On 30/07/2011 16:18, Chris Keating wrote:
> I'm very pleased to say that our long-planned
collaboration with the
> National Maritime Museum is now happening.
>
> They have released a lot of info from their internal
research on Royal
> Navy warships on their website:
>
http://www.nmm.ac.uk/researchers/research-areas-and-projects/warship-histories/
> (it says CC-BY-NC but the NC bit is a typo and will
soon be corrected)
I know that "released" is now apparently synonymous with
"published" (in
American English at least). RS needs published secondary
sources, as we
understand. Just to be clear, we expect this data to be
acceptable as a
source directly citable in articles?
Yes. "Released" refers to the NMM's intellectual property.
"Published" refers to the act of making it available to the
public, as they have done on their website.
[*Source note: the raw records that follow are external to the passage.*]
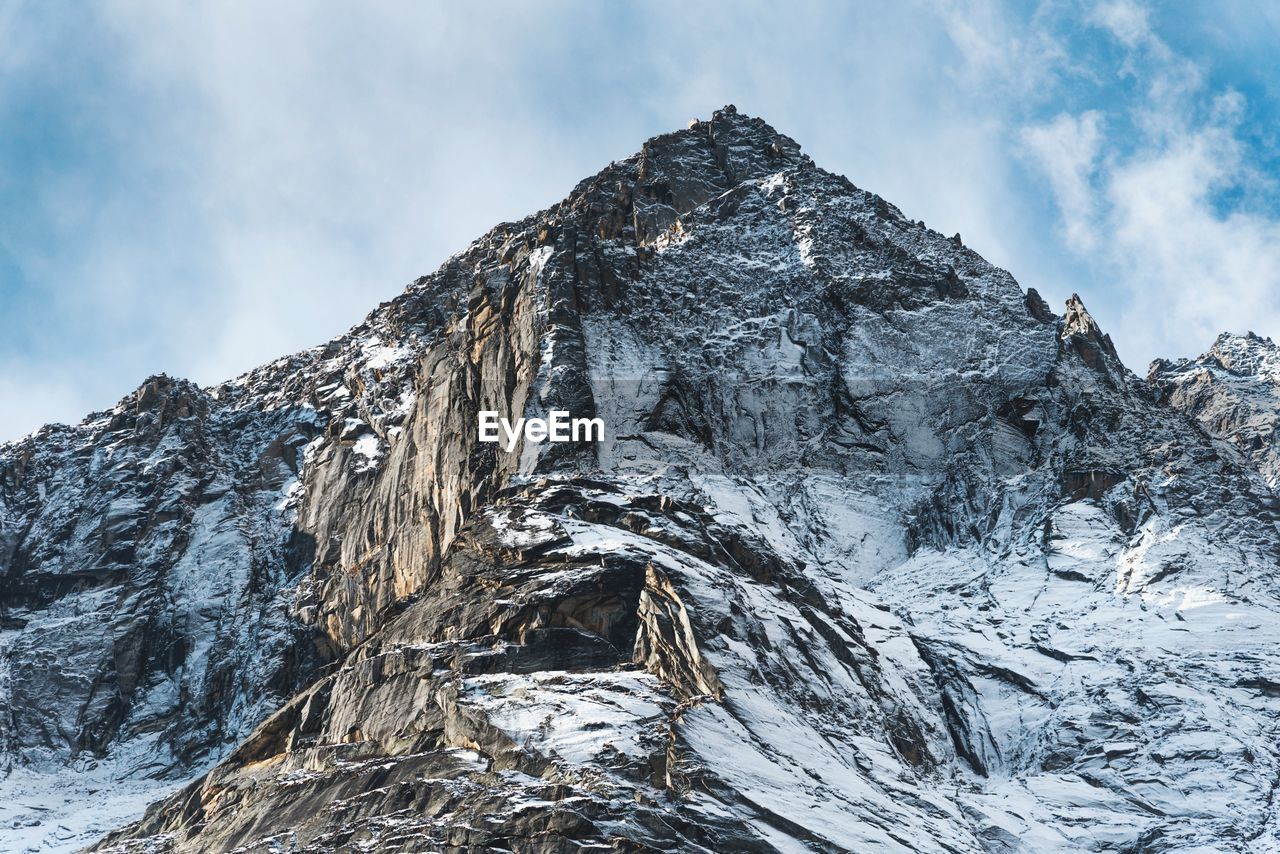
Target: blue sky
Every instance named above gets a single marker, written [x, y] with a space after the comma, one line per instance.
[196, 188]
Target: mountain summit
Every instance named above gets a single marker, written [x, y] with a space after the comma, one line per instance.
[877, 553]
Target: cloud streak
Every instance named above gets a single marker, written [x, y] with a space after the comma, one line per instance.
[200, 188]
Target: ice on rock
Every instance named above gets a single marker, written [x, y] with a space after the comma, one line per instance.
[877, 553]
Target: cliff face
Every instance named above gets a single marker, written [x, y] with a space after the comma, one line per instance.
[878, 553]
[1233, 392]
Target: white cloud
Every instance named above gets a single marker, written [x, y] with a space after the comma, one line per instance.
[1125, 19]
[1148, 210]
[1068, 150]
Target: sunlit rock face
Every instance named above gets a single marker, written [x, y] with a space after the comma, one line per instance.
[877, 553]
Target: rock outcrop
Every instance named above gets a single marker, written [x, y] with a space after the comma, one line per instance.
[878, 553]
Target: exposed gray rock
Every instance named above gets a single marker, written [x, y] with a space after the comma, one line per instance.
[878, 553]
[1233, 391]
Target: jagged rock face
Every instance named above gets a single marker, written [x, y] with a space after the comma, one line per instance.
[878, 553]
[1233, 391]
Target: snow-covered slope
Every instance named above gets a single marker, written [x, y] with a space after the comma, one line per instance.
[878, 553]
[1234, 392]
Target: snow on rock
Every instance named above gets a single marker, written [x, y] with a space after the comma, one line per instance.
[878, 553]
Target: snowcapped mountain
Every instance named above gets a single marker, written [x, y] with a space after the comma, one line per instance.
[1234, 392]
[878, 555]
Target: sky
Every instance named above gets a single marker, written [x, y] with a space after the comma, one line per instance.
[196, 188]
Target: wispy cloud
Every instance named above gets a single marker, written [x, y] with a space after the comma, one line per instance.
[1162, 215]
[200, 188]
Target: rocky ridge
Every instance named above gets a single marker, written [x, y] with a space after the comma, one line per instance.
[878, 553]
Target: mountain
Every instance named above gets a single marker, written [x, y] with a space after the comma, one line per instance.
[1233, 391]
[877, 553]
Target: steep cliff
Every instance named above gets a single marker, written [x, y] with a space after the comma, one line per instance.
[878, 553]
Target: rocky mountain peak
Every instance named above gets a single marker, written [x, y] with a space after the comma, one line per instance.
[1082, 334]
[849, 469]
[1246, 355]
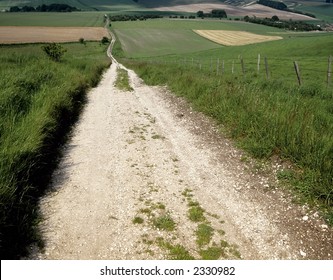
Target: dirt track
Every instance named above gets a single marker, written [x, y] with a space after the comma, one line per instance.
[147, 154]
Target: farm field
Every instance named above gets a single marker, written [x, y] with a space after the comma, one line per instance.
[172, 37]
[235, 38]
[260, 112]
[267, 112]
[19, 34]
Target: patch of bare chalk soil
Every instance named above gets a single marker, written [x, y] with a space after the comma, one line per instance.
[146, 177]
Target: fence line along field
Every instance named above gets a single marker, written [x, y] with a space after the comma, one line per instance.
[235, 38]
[34, 34]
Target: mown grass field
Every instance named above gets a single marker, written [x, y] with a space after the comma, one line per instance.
[266, 117]
[39, 100]
[165, 37]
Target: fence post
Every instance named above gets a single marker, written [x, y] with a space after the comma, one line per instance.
[298, 73]
[258, 64]
[217, 66]
[329, 71]
[266, 68]
[242, 63]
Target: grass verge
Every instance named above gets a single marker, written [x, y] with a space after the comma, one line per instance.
[122, 81]
[39, 101]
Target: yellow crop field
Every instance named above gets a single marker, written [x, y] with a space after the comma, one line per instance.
[234, 38]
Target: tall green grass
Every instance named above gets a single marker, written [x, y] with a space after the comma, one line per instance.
[39, 100]
[266, 118]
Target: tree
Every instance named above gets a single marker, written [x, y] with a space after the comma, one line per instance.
[105, 40]
[219, 13]
[54, 51]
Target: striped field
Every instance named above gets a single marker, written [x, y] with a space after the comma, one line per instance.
[235, 38]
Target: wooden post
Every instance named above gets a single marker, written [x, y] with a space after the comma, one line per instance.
[298, 73]
[266, 68]
[217, 66]
[329, 71]
[258, 64]
[242, 63]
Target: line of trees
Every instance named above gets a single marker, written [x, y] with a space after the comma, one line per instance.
[273, 4]
[283, 7]
[289, 25]
[44, 8]
[133, 17]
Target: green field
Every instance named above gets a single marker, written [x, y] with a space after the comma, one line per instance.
[39, 100]
[319, 8]
[266, 117]
[176, 40]
[160, 37]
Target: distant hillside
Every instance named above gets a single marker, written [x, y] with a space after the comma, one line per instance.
[85, 5]
[319, 8]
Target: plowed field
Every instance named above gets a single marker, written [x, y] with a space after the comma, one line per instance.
[33, 34]
[234, 38]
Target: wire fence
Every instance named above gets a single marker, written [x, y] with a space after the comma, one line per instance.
[300, 71]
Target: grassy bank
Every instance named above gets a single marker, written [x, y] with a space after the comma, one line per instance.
[39, 100]
[266, 118]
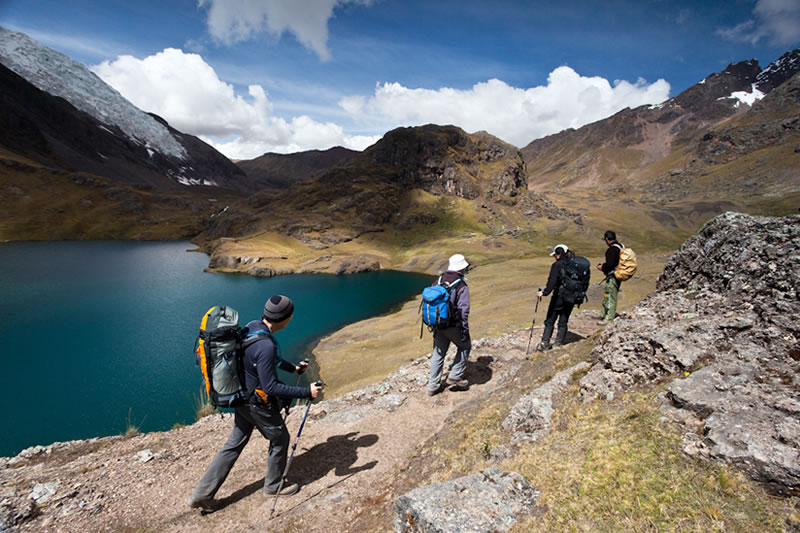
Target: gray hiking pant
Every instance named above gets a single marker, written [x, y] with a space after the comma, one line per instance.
[270, 424]
[441, 342]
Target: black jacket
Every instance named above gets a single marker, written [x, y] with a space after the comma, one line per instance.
[612, 258]
[554, 279]
[261, 363]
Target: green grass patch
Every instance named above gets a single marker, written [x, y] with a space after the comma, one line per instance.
[616, 466]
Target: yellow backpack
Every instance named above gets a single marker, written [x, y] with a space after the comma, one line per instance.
[627, 263]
It is also a secondary source, in the sense that it's
information gathered by NMM staff (i.e. people who know what
they are doing) from the original source documentation.
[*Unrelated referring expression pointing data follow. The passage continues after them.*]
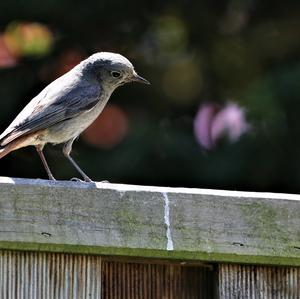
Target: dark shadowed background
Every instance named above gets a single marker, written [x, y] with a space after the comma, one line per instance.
[223, 108]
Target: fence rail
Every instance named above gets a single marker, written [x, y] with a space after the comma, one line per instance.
[150, 222]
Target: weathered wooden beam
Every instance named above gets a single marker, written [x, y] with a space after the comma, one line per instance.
[157, 222]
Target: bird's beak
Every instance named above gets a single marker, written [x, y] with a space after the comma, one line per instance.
[139, 79]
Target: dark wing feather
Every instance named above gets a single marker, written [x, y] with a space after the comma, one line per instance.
[60, 105]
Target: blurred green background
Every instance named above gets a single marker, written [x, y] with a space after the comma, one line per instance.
[223, 108]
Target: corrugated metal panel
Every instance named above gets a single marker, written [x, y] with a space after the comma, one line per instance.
[31, 275]
[255, 282]
[121, 280]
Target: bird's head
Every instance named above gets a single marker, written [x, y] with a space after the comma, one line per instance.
[111, 70]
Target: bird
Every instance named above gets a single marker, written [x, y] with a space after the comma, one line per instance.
[68, 105]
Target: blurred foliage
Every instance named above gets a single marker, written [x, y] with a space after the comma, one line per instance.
[222, 110]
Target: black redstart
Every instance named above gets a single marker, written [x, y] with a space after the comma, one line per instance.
[67, 106]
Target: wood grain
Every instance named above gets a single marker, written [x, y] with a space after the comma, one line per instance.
[144, 221]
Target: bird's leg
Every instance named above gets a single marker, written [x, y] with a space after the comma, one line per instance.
[39, 149]
[66, 151]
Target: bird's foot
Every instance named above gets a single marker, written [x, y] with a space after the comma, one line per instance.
[76, 180]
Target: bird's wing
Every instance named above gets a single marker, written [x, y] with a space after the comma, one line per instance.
[50, 107]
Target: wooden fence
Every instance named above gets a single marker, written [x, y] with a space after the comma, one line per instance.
[101, 240]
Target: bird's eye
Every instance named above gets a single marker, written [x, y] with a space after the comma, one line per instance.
[116, 74]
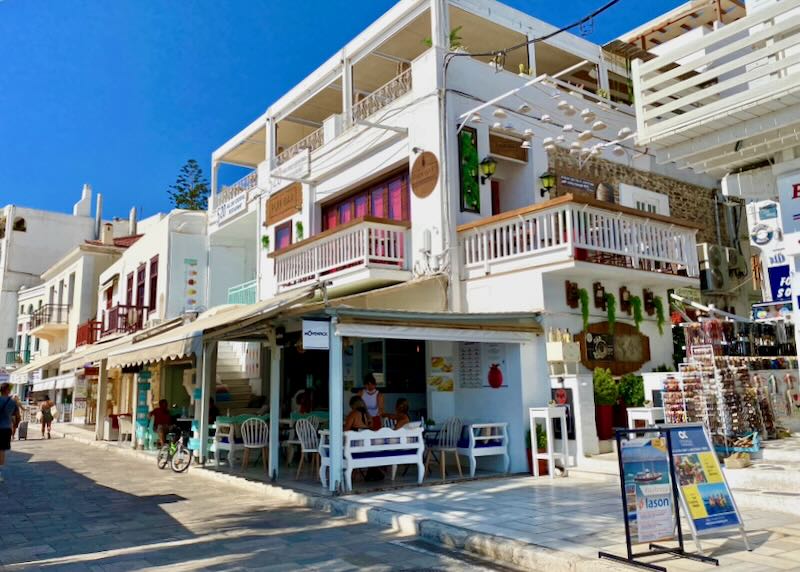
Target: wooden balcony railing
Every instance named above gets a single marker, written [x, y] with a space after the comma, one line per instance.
[363, 243]
[578, 228]
[88, 333]
[50, 314]
[123, 319]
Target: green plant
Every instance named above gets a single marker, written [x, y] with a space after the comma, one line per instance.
[658, 302]
[636, 305]
[584, 297]
[605, 387]
[611, 311]
[631, 390]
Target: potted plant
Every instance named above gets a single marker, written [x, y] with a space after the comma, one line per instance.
[605, 397]
[541, 447]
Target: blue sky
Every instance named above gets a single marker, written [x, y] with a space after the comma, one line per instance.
[121, 93]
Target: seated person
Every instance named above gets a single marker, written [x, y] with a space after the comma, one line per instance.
[400, 415]
[161, 421]
[358, 418]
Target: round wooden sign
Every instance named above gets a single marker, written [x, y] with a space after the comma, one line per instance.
[424, 174]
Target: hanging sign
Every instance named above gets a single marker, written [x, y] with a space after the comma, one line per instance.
[701, 483]
[316, 335]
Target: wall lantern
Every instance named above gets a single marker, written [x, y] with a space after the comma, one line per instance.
[548, 181]
[488, 167]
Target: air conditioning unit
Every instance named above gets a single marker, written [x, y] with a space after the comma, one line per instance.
[714, 274]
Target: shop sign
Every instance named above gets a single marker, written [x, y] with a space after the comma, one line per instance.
[701, 482]
[285, 203]
[780, 282]
[424, 174]
[232, 207]
[648, 489]
[316, 335]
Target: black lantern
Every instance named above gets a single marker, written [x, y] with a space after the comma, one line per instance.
[548, 181]
[488, 167]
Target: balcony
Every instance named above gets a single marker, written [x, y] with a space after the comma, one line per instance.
[578, 229]
[363, 254]
[244, 293]
[123, 319]
[729, 99]
[50, 321]
[88, 333]
[18, 358]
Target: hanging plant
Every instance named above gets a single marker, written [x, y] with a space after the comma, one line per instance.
[636, 305]
[658, 302]
[611, 311]
[584, 297]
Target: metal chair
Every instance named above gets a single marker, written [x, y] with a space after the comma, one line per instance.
[446, 442]
[255, 434]
[309, 442]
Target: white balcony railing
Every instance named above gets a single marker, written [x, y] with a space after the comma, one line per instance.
[582, 229]
[249, 181]
[366, 243]
[313, 140]
[382, 96]
[730, 75]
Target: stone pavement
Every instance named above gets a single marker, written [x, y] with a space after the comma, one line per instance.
[66, 506]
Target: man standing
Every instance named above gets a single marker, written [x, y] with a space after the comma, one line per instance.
[9, 416]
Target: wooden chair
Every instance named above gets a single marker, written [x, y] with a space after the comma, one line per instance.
[309, 442]
[446, 442]
[255, 434]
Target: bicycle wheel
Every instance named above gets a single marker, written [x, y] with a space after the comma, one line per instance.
[162, 460]
[181, 459]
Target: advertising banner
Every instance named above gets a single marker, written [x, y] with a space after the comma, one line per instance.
[700, 480]
[648, 489]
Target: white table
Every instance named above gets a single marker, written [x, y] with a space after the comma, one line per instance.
[650, 416]
[547, 415]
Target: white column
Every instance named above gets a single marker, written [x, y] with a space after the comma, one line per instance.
[102, 394]
[336, 393]
[208, 367]
[274, 409]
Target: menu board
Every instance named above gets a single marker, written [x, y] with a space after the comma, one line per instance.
[469, 373]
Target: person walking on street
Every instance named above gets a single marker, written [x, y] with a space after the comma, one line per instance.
[47, 416]
[9, 416]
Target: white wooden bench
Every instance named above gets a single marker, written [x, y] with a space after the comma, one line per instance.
[485, 440]
[364, 449]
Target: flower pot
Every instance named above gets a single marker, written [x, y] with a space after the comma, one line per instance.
[604, 421]
[542, 462]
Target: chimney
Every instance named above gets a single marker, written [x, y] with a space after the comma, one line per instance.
[98, 216]
[132, 222]
[107, 235]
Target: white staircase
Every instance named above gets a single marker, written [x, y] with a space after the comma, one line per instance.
[232, 373]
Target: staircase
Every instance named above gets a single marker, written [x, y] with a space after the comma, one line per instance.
[231, 373]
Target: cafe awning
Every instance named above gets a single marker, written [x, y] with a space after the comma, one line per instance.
[187, 340]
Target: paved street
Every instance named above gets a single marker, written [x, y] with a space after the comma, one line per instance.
[67, 506]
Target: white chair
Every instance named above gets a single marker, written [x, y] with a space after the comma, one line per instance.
[446, 442]
[225, 440]
[255, 434]
[309, 442]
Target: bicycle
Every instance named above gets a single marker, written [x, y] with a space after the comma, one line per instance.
[175, 454]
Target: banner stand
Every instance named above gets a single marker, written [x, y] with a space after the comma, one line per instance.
[633, 558]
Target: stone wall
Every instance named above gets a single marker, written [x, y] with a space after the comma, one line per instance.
[687, 202]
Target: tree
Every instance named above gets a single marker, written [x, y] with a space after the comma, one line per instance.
[191, 190]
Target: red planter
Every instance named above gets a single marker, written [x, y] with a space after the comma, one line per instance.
[604, 421]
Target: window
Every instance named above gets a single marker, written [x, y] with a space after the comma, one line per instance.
[385, 199]
[283, 235]
[153, 282]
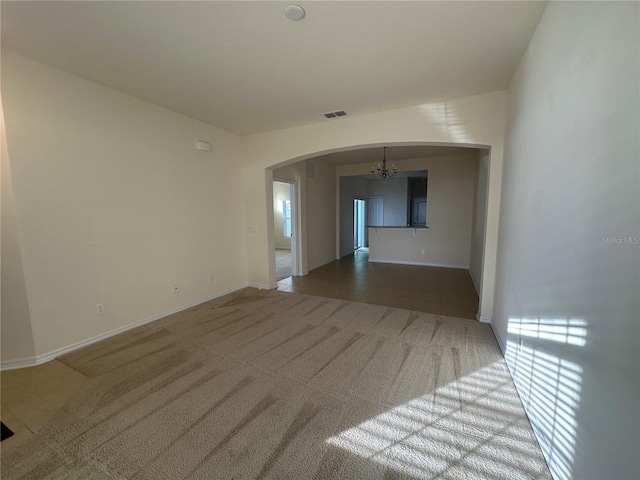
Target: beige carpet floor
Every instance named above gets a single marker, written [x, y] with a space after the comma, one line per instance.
[289, 386]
It is clearly an _unusual_ secondary source in that we're
much more used to working with books, website articles, etc
than we are with 2,500-page PDF documents in this format, but
previous discussions (on this list and on-wiki) have indicated
that people think it is a good source for the purposes of
WP:RS
Obviously the community as a whole could in theory decide
that it is not a reliable source, which would scupper the
whole project and leave me looking very silly - but given the
reaction so far from the community has been very positive.